Mathematica-mpr.com is now Mathematica.org. Please update your bookmarks. Learn more about this change.
It's Time to Phase Out Teacher "Value Added"
Indicators that gauge the impact of educators on test scores are often called "value-added" measures or VAMs. Although I have been using this term for the past 20 years in my own research, it's time to acknowledge how terrible it is and retire it, or at least phase it out.
The term comes from economics, where the value added is the unique contribution of an input to the value of an output in a production function, holding constant the effect of all other inputs. After a provocative 1981 article called, "Throwing Money at Schools," in which Eric Hanushek questioned the productivity of many education inputs, education production function analysis became popular. For researchers toiling in obscurity, the term “value added” was fine for this analysis, but when it hit mainstream some time in the 2000s, it started to feel a little wrong.
"Value added" is an unfortunate term. It sounds like we’ve measured the sum of all that teachers contribute or the sum of their value, which is dehumanizing as well as inaccurate. The real point is that we’ve estimated the teachers' impact on standardized test scores. It is just one aspect of a teacher's job, so it is not a synonym for teacher effectiveness. It is only as good as the tests we use to measure it, but it is still important. We want to know what impact educators do have on their students. We even care about the impact on test scores. That’s why it’s worth being very purposive about terminology, as in: “estimated impact on test scores.”
One word in that definition that is worth emphasizing is “estimated.” People usually skip over that, especially people who don’t love statistics, but it’s important. Estimate is a fancy way of saying “make our best guess.” Even though we know that these educated guesses can be off the mark, basic statistical principles can be used to quantify how far off the mark. Based on the best available research, the answer might be “not very far off.” Researchers have figured out clever ways to determine whether value-added measures get it right. They looked (here and here) at student performance before and after a high value-added teacher arrives. They have used randomized experiments (here and here) in which some students got a high value-added teacher and others got a lower value-added teacher and the only other difference between the groups of students was essentially whether their coin came up heads or tails. Therefore, the difference in the average outcomes for the groups of students can be attributed to the estimated impact, or value added, of the teacher. All of these studies show that having a high value-added teacher leads to higher student achievement later on (or better long-term outcomes).
With best-guess estimates, we also worry about reliability, which is statistics-speak for the frequency with which we would get the same answer if we did the measurement twice. Again, it’s possible to calculate reliability of educator impact measures and use it to characterize the margin of error, just as we do with public opinion polls. This is another reason we should not blithely ignore the “estimated” part of the definition.
The other linguistic norm I’d like to enforce is explicitly mentioning what the impact is on. If the outcome is test scores, then it's important to refer to the "impact on test scores," instead of on “student achievement” or “learning” or even “growth.” Simply calling it impact on test scores makes no value judgment about whether the tests are good or bad. The impact estimate is only as good as the student assessment being used.
Given all these limitations of estimates–concerns about systematic error, reliability, and validity of the tests-the hard part is using the measures wisely. How do we take these weaknesses into account and yet still extract meaning from the imperfect measures? This is where the field needs to go: creating decision models to put tools into the hands of the school leaders and other stakeholders so they can use the data wisely, reconcile them with non-test-score-based measures like classroom observation scores or student survey measures, and not overuse them, to make smart decisions.

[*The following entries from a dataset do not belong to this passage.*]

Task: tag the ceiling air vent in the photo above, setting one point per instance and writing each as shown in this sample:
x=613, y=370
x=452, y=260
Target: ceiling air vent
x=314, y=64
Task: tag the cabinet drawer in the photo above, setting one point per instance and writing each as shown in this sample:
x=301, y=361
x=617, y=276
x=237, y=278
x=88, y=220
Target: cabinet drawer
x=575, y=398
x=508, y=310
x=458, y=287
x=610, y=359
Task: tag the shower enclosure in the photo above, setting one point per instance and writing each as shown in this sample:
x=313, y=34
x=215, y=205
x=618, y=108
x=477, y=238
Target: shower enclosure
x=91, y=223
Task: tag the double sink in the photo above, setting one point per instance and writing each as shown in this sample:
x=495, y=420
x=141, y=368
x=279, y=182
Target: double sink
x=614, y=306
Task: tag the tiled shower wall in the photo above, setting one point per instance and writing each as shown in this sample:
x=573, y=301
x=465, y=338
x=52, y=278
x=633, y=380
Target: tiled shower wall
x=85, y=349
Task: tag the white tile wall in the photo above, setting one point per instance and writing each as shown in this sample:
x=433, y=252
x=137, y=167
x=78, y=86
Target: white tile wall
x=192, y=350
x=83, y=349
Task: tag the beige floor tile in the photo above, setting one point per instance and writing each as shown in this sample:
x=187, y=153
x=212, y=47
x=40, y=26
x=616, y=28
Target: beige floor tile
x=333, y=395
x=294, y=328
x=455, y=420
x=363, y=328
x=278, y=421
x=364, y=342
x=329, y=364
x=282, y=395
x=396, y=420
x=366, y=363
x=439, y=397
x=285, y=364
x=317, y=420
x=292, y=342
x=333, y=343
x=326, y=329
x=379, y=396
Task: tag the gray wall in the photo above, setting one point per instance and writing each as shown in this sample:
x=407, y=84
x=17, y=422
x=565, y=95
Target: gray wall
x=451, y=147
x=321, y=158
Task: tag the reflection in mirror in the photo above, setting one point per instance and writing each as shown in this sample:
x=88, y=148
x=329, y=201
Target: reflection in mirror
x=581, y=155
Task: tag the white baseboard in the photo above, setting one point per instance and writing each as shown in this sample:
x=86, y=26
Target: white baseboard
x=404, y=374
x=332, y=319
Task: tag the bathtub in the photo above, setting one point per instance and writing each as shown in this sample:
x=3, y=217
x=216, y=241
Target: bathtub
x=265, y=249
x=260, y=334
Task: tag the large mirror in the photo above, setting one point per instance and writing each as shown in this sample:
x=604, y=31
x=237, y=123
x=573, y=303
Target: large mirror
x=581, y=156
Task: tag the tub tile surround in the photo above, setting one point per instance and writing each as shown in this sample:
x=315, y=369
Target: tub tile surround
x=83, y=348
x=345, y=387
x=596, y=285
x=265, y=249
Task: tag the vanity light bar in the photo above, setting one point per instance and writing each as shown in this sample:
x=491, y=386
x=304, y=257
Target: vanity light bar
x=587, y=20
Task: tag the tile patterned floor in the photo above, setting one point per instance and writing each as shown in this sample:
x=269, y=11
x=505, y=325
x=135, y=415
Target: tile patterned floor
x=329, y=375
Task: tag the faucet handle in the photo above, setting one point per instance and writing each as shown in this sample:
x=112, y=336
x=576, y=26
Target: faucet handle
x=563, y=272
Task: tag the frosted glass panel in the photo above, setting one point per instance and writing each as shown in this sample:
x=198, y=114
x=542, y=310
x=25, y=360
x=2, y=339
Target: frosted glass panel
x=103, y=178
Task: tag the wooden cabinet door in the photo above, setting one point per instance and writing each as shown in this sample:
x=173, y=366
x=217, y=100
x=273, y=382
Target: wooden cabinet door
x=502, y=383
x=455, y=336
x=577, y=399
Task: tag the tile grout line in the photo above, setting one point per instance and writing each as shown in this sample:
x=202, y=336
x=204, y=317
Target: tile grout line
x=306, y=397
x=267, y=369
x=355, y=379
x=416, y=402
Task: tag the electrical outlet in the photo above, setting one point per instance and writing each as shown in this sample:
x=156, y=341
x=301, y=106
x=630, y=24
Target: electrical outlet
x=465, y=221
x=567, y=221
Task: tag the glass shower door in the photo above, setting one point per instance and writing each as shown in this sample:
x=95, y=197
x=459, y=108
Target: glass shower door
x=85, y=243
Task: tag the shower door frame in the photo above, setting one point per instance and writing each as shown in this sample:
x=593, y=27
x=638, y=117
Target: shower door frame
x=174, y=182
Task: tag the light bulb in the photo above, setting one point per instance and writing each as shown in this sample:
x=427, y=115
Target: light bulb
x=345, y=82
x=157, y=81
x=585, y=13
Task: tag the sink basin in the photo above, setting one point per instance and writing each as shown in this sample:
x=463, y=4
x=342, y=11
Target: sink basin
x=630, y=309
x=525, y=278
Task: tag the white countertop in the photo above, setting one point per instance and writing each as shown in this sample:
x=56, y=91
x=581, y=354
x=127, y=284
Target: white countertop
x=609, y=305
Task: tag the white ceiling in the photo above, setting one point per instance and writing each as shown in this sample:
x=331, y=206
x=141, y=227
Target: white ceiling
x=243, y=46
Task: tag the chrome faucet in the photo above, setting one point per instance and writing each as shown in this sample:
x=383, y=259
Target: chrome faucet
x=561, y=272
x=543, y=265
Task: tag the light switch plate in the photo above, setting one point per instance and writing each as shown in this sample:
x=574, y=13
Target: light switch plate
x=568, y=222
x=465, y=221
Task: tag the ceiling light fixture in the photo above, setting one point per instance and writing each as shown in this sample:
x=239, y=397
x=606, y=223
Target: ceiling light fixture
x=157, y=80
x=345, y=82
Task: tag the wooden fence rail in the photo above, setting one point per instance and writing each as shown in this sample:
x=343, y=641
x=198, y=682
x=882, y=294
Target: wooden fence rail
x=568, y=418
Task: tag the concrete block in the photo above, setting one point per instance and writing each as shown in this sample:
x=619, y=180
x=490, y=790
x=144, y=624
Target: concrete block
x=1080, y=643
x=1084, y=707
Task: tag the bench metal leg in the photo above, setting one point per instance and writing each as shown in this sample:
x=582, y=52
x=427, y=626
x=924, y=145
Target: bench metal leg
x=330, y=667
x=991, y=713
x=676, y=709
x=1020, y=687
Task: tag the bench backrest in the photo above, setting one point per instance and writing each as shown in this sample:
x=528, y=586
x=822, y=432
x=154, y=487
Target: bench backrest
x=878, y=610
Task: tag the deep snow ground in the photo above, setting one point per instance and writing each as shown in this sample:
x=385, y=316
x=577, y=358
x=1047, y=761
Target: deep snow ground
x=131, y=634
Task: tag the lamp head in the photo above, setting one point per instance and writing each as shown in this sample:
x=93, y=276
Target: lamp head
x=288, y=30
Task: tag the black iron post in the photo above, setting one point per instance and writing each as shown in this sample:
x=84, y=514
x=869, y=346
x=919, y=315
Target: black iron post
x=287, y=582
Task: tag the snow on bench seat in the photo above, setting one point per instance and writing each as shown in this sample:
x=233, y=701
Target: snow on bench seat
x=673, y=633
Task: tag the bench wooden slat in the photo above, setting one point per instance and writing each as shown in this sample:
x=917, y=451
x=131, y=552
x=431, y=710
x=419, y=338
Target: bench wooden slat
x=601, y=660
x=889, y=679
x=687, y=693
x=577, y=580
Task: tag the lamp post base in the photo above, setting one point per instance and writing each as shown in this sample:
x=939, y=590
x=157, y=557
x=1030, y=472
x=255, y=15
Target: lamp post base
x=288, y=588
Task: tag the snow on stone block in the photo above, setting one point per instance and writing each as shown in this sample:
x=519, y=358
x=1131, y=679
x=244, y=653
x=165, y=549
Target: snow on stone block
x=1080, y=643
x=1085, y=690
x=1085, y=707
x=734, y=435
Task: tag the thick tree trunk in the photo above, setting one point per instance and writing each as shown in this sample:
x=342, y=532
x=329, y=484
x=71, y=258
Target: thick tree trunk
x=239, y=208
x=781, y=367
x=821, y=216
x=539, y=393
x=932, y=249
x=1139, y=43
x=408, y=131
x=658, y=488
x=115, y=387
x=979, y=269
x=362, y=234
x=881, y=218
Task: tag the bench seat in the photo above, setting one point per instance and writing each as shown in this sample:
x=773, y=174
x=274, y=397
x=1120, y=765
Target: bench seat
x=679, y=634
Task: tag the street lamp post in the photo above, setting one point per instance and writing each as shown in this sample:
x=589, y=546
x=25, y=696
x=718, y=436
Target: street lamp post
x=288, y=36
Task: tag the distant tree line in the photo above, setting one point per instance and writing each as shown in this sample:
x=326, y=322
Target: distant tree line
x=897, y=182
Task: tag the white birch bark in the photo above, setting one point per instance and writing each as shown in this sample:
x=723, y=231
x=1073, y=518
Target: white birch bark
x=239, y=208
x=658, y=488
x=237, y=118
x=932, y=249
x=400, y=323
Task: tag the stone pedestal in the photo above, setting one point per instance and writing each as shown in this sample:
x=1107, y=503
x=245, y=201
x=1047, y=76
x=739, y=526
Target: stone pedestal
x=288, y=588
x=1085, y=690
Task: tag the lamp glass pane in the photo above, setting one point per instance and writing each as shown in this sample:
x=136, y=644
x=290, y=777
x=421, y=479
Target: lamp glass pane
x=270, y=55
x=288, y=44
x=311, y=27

Another phrase, "student growth modeling," has been adopted fairly widely but it has its own problems. Student growth models are models of how learning, measured by test scores, changes over time. The terminology blurs the line between students' contributions through their own effort and ability and teachers' contributions, which can differ based on how well the teacher can motivate, inspire, and explain to the student over a fixed period of time. If we are interested in just the teacher’s contribution, then the "student growth model" and its cousin, the "student growth percentile," are not useful constructs.

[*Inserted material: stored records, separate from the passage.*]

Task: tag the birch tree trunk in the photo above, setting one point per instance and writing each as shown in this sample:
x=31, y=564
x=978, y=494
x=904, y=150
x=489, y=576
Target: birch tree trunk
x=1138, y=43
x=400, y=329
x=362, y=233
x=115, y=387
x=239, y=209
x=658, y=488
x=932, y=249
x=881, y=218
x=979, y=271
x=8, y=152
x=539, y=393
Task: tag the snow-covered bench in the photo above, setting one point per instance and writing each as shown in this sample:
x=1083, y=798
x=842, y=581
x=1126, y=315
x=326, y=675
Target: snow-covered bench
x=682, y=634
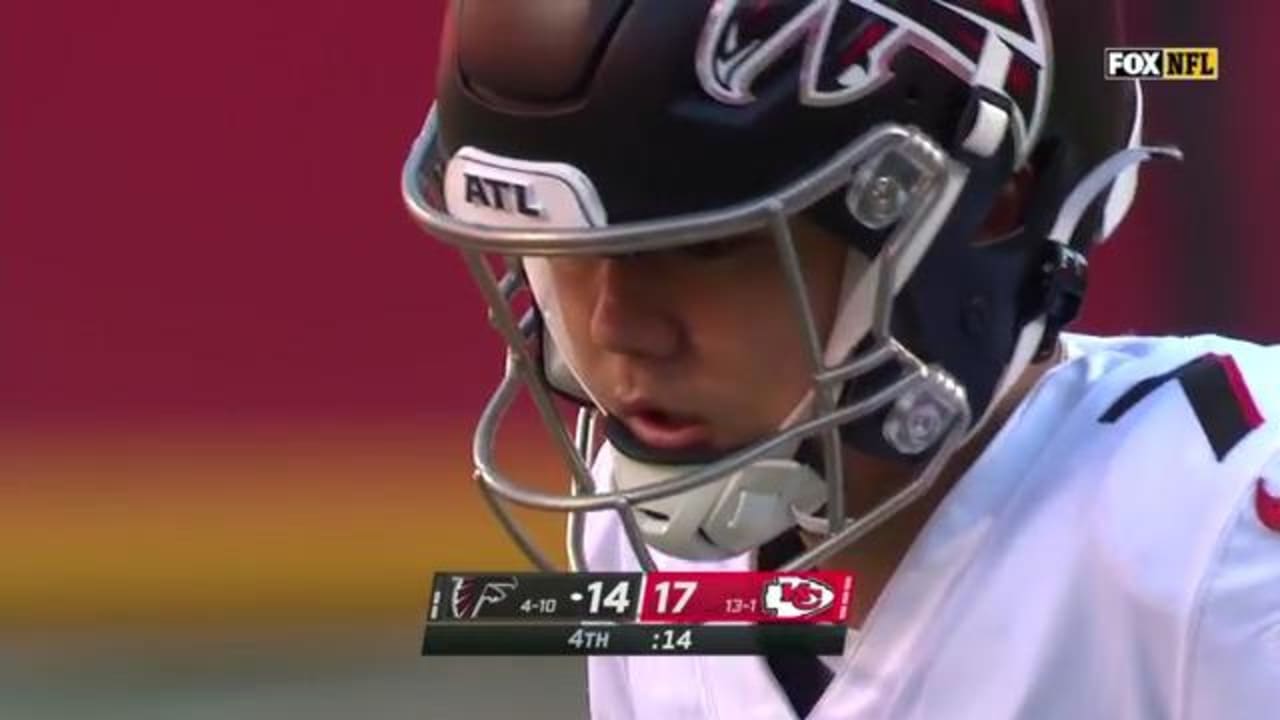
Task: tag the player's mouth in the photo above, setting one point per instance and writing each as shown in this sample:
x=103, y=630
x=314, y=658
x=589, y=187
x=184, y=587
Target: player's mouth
x=664, y=429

So, is the term “value added” nearing the end of its life span in education? This may be just a semantic issue, but it’s also about putting these educator impact estimates into perspective and avoiding the risk of false advertising. Building trust and understanding between data analysts and educators is the first step toward acting on data and improving education. Who will join this effort at accurate labeling? It can't happen overnight but we have to start somewhere.